Dissolved Oxygen Response on the Climate Variability of the Mediterranean Sea
Dissolved Oxygen Response on the Climate Variability of the Mediterranean Sea
Abstract:
Dissolved oxygen concentration is an important oceanic parameter for the functioning of the marine ecosystem. The distribution of dissolved oxygen in the ocean interior is controlled by the air-sea interaction processes, circulation changes, and biological effects. Climate-driven changes in these processes should, therefore, regulate the oceanic dissolved oxygen variability. In this study, we investigate the temporal and spatial variability of the dissolved oxygen for the period 1960-2011. We focus on the Mediterranean Sea that is characterized by a combination of long-term trends and climatic shifts, known in the literature as "transients". In such an oligotrophic area the atmospheric deposition, which can supply bioactive trace nutrients to the ocean surface, could have a significant impact on the primary productivity and the consumption of the dissolved oxygen.

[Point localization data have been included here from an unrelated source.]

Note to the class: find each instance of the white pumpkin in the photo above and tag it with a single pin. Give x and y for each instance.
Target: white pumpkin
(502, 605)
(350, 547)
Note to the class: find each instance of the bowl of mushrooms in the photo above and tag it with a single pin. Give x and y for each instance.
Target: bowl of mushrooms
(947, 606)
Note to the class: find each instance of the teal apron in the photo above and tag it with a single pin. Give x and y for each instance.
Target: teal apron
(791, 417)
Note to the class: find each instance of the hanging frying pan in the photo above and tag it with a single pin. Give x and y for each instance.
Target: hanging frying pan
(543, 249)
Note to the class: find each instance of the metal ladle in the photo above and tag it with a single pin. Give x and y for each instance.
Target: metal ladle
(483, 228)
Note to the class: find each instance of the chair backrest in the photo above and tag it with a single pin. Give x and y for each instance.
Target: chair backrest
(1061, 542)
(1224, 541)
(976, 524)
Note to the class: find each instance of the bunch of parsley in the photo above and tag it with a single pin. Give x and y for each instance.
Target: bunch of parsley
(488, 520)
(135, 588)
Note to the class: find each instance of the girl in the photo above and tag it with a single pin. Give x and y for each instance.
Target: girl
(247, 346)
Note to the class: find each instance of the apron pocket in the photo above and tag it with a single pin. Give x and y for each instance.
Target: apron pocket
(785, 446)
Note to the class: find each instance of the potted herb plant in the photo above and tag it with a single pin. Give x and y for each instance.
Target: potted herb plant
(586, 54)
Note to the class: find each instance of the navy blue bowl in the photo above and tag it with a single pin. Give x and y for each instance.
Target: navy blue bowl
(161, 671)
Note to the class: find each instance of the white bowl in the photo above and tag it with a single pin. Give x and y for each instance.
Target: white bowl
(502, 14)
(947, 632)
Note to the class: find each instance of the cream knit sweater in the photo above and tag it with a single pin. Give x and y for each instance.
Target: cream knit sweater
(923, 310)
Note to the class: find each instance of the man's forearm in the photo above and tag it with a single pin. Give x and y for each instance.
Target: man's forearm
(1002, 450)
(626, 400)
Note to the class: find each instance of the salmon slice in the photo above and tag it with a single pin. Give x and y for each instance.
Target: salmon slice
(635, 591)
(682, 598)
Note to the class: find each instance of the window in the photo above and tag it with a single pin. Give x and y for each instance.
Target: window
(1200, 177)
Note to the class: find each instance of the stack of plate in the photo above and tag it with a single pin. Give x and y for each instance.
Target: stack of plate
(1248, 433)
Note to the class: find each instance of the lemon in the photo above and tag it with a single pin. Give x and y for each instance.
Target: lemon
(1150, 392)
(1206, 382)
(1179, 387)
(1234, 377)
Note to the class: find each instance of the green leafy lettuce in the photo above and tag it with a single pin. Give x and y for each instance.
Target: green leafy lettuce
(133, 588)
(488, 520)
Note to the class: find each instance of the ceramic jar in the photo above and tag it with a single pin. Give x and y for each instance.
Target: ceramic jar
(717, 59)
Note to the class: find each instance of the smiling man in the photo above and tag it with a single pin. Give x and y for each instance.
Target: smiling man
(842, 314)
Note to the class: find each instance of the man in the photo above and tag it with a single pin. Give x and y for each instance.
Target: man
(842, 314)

The analysis of a reconstructed database interpolated into 1/8ο x 1/8ο grid by means of Data-Interpolating Variational Analysis (DIVA) revealed a combination of processes related to its temporal evolution. At the surface layer the solubility-driven changes determine the dissolved oxygen concentration. In deeper layers the interannual variability is more related to dynamical processes that may involve dense-water convection, biological consumption or mixing, rather than temperature trends. Clear trends cannot be observed in the vertical profile of the dissolved oxygen even though they are evident on a global scale. In the Mediterranean Sea, the observed changes of minimum/maximum oxygen zones are mostly related to abrupt shifts. The attribution of the observed variability involves complex physical and biogeochemical processes and requires further analysis by a coupled model implementation. In this context, a high-resolution configuration of NEMO at 1/36o resolution is coupled with the biogeochemical model PISCES to carry out long-term hindcast simulations and help to identify each process separately.